3 > 30 minutes Flush everything Don't trust any data in the snapshot after prolonged downtime

Additionally, expose admin endpoints for manual cache invalidation when automated strategies aren't sufficient.

Multi-Layer Caching Example

Consider an API endpoint that returns filtered resources based on user permissions. This involves three data sources with different volatility:

graph LR
    A["1. Fetch all resources<br/><b>cache: resources:all</b><br/>TTL: 12 hours"] --> C["3. Filter by permissions<br/><b>cache: resources:{user}</b><br/>TTL: 15 min"]
    B["2. Fetch user groups<br/><b>cache: user:groups:{user}</b><br/>TTL: 15 min"] --> C
  • All resources (TTL: 12 hours) — resource metadata changes infrequently
  • User groups (TTL: 15 minutes) — group memberships change more often and have security implications
  • Filtered results (TTL: 15 minutes) — derived from the above two, so it's only as fresh as its inputs

Why Invalidation Is Hard

These three cache layers depend on each other. A single change can ripple through multiple layers:

Event Keys to Invalidate
Resource created/updated/deleted resources:all + resources:{user} for affected users
User added/removed from a group user:groups:{user} + resources:{user}

A single admin action (e.g., removing a user from a group) requires invalidating multiple cache keys across different layers. Miss one, and you serve stale data. Over-invalidate, and you lose the performance benefit of caching.

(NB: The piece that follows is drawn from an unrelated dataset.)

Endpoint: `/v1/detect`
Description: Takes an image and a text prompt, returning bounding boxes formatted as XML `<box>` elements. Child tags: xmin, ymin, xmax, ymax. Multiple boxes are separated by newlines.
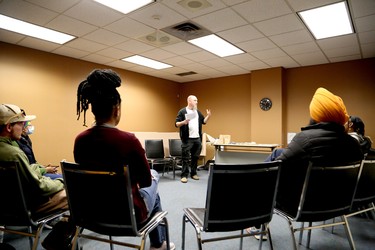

Decorator-Based Invalidation

To manage this complexity, build cache invalidation as composable, reusable decorators (or middleware). Each decorator handles one invalidation concern:

@invalidate_user_resources(user_id)
@invalidate_user_groups(user_id)
def remove_user_from_group(user_id: str, group_id: str):
    # ... business logic ...

This pattern lets you:

  • Stack invalidation logic declaratively on any function that mutates state
  • Reuse invalidation rules across different endpoints
  • Reason about cache correctness by reading the decorator chain

When a new endpoint needs the same invalidation behavior, you just add the relevant decorators — no duplicated logic.


Key Takeaways

  1. Sentinel discovery abstracts failover — applications never hardcode Redis addresses. They ask Sentinel, and Sentinel always knows the current master.
  2. Quorum prevents false positives — consensus-based failure detection avoids unnecessary failovers from transient network issues.
  3. Match persistence to your use case — AOF for durability, RDB for caching workloads. Don't pay the I/O cost if you don't need per-write guarantees.
  4. Design for Redis being unavailable — your application should degrade gracefully, not crash.
  5. Cache invalidation requires tracing dependencies — map out every mutation and its downstream cache impact before writing code.
  6. Make invalidation composable — decorator/middleware patterns keep invalidation logic maintainable as your caching surface grows.